Earlier this afternoon, I asked a friend of mine, "Where do your ideas come from?"

"I buy them from an ad in the back of Rolling Stone," she told me. "I dunno. All over."

This morning I pulled up a book I finished in September to get it ready for an edit the size of a rewrite. I don't know how to explain what it feels like to read your own work except to say that it's different than reading someone else's work. The flaws are more pronounced, the characters more familiar. Sometimes I run across things I didn't even know I knew, and I'm amazed I even knew it to begin with.

Growing up, I was never one of those people who had to ask, what should I write about?  What should I draw? What should I play? What should I wear? I had to ask those things a lot. (I still do.) But I always had an idea for something to write, even if I didn't know how to execute it properly at the time.

So how do you open your own Idea Store?  I have no idea clue. But here are a few rules that have helped me over the years.

Give up on your muse.

I hate to break it to you, but muses? They don't exist. What does exist is hard work. If you really want to be a font of ideas, stop waiting on them to find you and start looking for them. Everywhere.


Don't panic.

Every now and then, the thought occurs to me that I might never have a good idea ever again and will somehow die of writer's block. 

(I know it's not really possible to die of writer's block, but sometimes it feels like it is, and that's all that matters.)

The cure for this is simple: step away from the computer and do something fun. Play mini-golf. Do the dishes by hand. Read a book. Take a nap. Play with the kids/dog/cat. Acknowledge a loved one with more than an annoyed grunt. By the time you're done relaxing, you'll most likely have had an idea. Crisis averted. It's only when you let yourself go into panic mode that all hell breaks loose.

Stop window shopping.

Keep a notebook and pen with you everywhere you go, and jot down ideas as they come to you. If you lollygag around waiting for validation, probably you're going to forget the idea you were ambivalent about in the first place. It's better to write it down now and analyze it later.
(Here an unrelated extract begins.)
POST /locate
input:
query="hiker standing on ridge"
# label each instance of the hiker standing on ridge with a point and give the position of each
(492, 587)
A picture is worth a thousand words.

Challenge yourself every day to craft a story in your head about a song, a painting, a picture or a building. Whether you put it on paper is up to you.

Don't expect every idea to be a good one.
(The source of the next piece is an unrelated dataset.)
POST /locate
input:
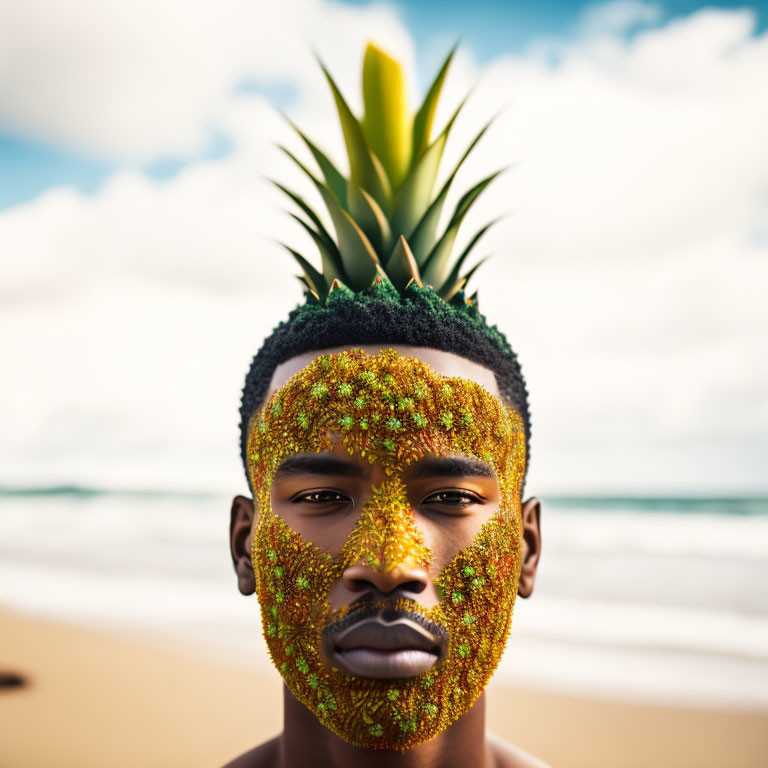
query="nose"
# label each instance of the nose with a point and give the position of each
(361, 578)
Most of the ideas I have are crap, and I mean that in a Battleship-Earth-meets-Dumb-and-Dumberer kind of way. You could bottle some of my ideas and fertilize your farm for years to come, that's how crap they are. But I jot them down anyway. You wouldn't believe how many good ideas come to us dressed in a suit of poo.

Mix-n-Match

Take two been-there-done-that ideas, shake them up, and see what happens.

Those are just my tried-and-true favorites, and as always, your mileage may vary. So how about you? How do you go about generating ideas?